Thanks for your reply. I’ll try re-training with fewer not-wake-word samples. Heck, I’ve come this far, why not?
98% of the not-wake-word samples are from the google speech commands, so thankfully I didn’t waste too much time there.
The training & test data shape was recommended in @sparkyvision 's mycroft-precise-tips you linked to. Note where the author claims ~51k not wake words and 300 wake words (they also recommend against using sox). @baconator 's data shape sounds similar, see localcroft/Precise.md at master · el-tocino/localcroft · GitHub . (dang, suddenly I’m hungry for bacon) .

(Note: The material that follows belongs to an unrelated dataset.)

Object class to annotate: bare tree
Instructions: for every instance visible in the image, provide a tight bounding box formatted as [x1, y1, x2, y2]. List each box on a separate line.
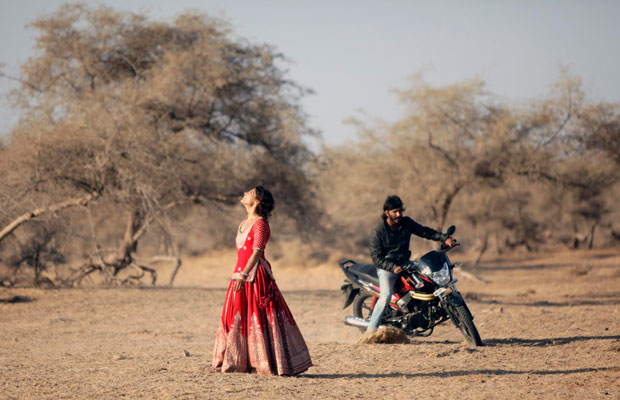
[317, 72, 620, 263]
[0, 4, 320, 285]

Hopefully I’m using the phrase “data shape” correctly. When I say that I’m referring to the balance–the number of wake-word and not-wake-word samples.
What you are recommending (roughly the same number of wake-word and not-wake-word samples) is way different so I’d love to understand why. Unfortunately I’m pretty much lost when you mention kw / not_kw, labels, class, binary, spectra graphs, cross entropy, over-fit, under-fit. I get bits and pieces of what you wrote, but this just really isn’t my field. I guess I’ll need to read up on Tensorflow as you recommend.
The precise-test output I included was after 150 epochs. I tried stopping after 6 just as an experiment because acc and val_acc were hitting 1.000 and staying there. I also tried 300 epochs and a few different invocations of precise-train. I haven’t been able to train a model that works.